1 Spatial data

1.1 Spatial data

Geographic data, geospatial data or geographic information is data that identifies the location of features on Earth. There are two main types of data which are used in GIS applications to represent the real world.

Vectors that are composed of points, lines and polygons
Rasters that are grids of cells with individual values…

Types of spatial data. Source: Spatial data models

1.2 Projections

Spatial data is special as it must have a coordinate reference system (CRS) often referred to as a projection.

These are mathematical formulas that specify how our data is represented on a map. > How would you represent the globe on a 2D paper map, screen or sphere?

Projections can either be geographic coordinate reference systems or projected coordinate reference systems.

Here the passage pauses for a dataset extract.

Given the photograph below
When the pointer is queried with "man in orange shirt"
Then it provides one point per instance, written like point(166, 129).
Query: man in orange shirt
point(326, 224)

The former treats data as a sphere and the latter as a flat object. You might come across phrases such as a resolution of 5 minutes or a resolution of 30 metres, which can be used to establish what kind of projection system has been used. Let me explain…

A minute type of resolution (e.g. 5 minute resolution) is a geographic reference system that treats the globe as if it was a sphere divided into 360 equal parts called degrees (which are angular units). Each degree has 60 minutes and each minute has 60 seconds. Arc-seconds of latitude (horizontal lines in the globe figure below) remain almost constant whilst arc-seconds of longitude (vertical lines in the globe figure below) decrease in a trigonometric cosine-based fashion as you move towards the Earth’s poles.

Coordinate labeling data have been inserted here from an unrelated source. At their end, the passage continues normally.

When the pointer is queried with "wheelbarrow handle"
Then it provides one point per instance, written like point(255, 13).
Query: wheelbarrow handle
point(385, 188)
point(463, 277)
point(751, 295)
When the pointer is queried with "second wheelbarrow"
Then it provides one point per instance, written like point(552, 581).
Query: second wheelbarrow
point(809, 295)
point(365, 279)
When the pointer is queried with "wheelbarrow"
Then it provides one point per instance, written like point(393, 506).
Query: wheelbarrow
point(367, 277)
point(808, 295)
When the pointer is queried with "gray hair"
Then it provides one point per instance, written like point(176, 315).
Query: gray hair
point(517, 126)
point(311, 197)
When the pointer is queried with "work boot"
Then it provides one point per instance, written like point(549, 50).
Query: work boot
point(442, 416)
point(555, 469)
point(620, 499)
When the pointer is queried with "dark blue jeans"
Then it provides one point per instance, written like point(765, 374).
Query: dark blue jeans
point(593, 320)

Latitude and Longitude. Source: ThoughtCo.

This causes problems as you increase or decrease latitude the longitudinal lengths alter…For example at the equator (0°, such as Quito) a degree is 111.3 km whereas at 60° (such as Saint Petersburg) a degree is 55.80 km…

In contrast a projected coordinate system is defined on a flat, two-dimensional plane (through projecting a spheroid onto a 2D surface) giving it constant lengths, angles and are…

Figure 1.1: Illustration of vector (point) data in which location of London (the red X) is represented with reference to an origin (the blue circle). The left plot (a) represents a geographic CRS with an origin at 0° longitude and latitude. The right plot (b) represents a projected CRS with an origin located in the sea west of the South West Peninsula. Source: Lovelace et al. (2019) section 2.2

Knowing this, if we want to conduct analysis locally (e.g. at a national level) or use metric (e.g. kilometres) measurements we need to be able to change the projection of our data or “reproject” it. Most countries and even states have their own projected coordinate reference system such as British National Grid in the above example…Note how the origin (0,0) is has moved from the centre of the Earth to the bottom South West corner of the UK, which has now been ironed (or flattened) out.

1.3 Questions we can ask

The real benefit of spatial data is that we can see where trends happen….

Examples of questions include:

Are the pharmacies distributed randomly or do they exhibit some kind of dispersed or clustered pattern?
What factors influence evictions in a city (e.g. New York)?
Are the values (e.g. income / deprivation) similar (or dissimilar) across the areas of a city?
What are the factors that might lead to variation in Average GCSE (secondary school grades) point scores across the city?
Is there racial bias in stop question and frisk data?
What population does a hospital / school / social service cover ?
If we were to develop a new facility (e.g. hospital, school, pharmacy) where would it reduce demand the most given some candidate sites ?
What factors influence perceived safety in the built envrionment?